Una vez identificado un yacimiento de uranio, se lleva adelante la operación minera en las canteras, que son sitios especialmente diseñados para la extracción del mineral.

Los métodos mineros tradicionalmente utilizados en la Argentina han sido a cielo abierto, cuando el material se encuentra cerca de la superficie, y la minería subterránea cuando los depósitos de uranio se encuentran a mayor profundidad y se requiere excavar túneles para acceder al mineral.
Este proceso tiene varios pasos:
Extracción: Mediante perforaciones y voladuras se extraen las rocas mineralizadas de la cantera y se cargan en camiones para su traslado a un túnel radiométrico, donde se las clasifica de acuerdo a su concentración de uranio.
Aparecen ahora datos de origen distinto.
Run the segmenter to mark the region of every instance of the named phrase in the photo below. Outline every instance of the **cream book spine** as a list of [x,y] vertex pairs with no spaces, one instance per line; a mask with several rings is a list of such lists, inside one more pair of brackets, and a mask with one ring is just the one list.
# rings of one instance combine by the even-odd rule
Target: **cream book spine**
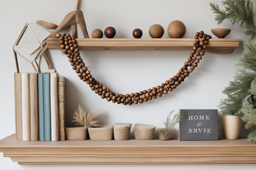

Trituración: En la trituradora se reduce su tamaño para ser llevadas a una zona con superficie impermeabilizada denominada “planchada”.
Lixiviación: Las rocas son regadas con agua y ácido sulfúrico. Esta reacción química separa el mineral de la roca y se obtiene una solución (lixiviado). Éste se lleva mediante canaletas a piletas impermeabilizadas para su almacenamiento y quedan allí hasta su ingreso a la Planta de Producción.
Concentración: En la Planta, a través de columnas de intercambio iónico, el uranio es capturado mediante resinas en forma de esferas. Cuando estas resinas alcanzan su capacidad máxima de carga (saturación), se retiran para iniciar un nuevo proceso químico que permite recuperar el uranio y preparar una solución concentrada.
Precipitación: La solución concentrada se traslada a un tanque llamado precipitador, donde se le añade amoníaco. Esta reacción química provoca la formación de la denominada yellow cake o “torta amarilla”, un compuesto sólido con un contenido promedio de uranio del 70 %. Este concentrado de uranio se almacena en tambores para su traslado a otra planta donde se continúa el proceso.
Conversión: La yellow cake se disuelve y, después de eliminar sus impurezas y de varios procesos químicos, es convertida en dióxido de uranio. Este material queda listo para ser utilizado para la fabricación de combustibles nucleares.
Actualmente, la Argentina no produce uranio, pero entre 1952 y 1997 se extrajeron y procesaron alrededor de 2.600 toneladas.